I am attempting to identify profiles based on 10 variables (personal value ratings). In order to control for style biases (as routinely done by other researchers in that area), I ran latent profile analyses as well as factor mixture models that include a continuous style factor (its loadings are fixed to equality across classes). The fit indices are best for the FMMs (vs. the LPAs), and point to a 2-profile + 1 style factor solution. So far so good.
When I try to relax the assumption of equal variances by freeing the residual variances across classes, things get messy, however. Only the 2-profile/1-factor solution converges (the models with more classes don't), and even then, the 2-profile/1-factor solution with unequal variances results in a model that is very different from the one with equal variances (i.e., the factor loadings are different, the profiles don't look the same at all, some items now have very small error variances in one class vs. the other, etc.).
I'm confused as to which final model to choose, the one with equal variances or the one with unequal variances?
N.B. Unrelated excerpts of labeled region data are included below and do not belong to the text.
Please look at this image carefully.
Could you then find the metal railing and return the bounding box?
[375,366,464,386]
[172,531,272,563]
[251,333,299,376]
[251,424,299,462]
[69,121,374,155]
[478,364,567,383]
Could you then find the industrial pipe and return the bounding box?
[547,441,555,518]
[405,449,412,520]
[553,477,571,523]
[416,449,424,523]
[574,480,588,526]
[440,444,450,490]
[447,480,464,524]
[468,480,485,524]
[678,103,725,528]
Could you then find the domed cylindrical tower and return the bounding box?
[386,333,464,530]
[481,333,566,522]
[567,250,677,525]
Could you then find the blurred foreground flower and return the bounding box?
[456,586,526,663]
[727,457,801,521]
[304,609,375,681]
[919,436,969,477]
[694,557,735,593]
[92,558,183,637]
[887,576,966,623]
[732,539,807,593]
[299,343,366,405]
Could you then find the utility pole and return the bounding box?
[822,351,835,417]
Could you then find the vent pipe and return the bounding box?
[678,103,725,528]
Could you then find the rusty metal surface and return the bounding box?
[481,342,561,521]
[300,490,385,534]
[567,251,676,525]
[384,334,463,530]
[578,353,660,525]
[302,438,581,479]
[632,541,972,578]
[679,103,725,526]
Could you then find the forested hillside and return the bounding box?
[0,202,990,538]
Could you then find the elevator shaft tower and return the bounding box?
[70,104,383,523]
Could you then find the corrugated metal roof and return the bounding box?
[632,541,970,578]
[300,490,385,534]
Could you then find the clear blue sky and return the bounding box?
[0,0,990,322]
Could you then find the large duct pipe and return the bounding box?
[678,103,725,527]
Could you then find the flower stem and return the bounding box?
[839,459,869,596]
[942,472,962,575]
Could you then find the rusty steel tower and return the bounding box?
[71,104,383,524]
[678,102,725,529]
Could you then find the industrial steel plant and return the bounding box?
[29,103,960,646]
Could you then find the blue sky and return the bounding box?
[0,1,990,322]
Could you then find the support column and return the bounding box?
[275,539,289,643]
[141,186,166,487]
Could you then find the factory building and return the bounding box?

All of the indices of fit suggest the model with unequal variances is superior, but I'm puzzled by the inconsistent and vastly different results between the two models.
Relaxing residual variances in an already quite flexible model can cause these problems. Small variances can cause spikes in the likelihood without providing a useful solution. You may want to let only the factor variance differ across classes. Or, if you want to vary the residual variances, you may want the classes to differ with respect to only a scale difference in residual variances - so only 1 parameter different per class(may not be very useful, however).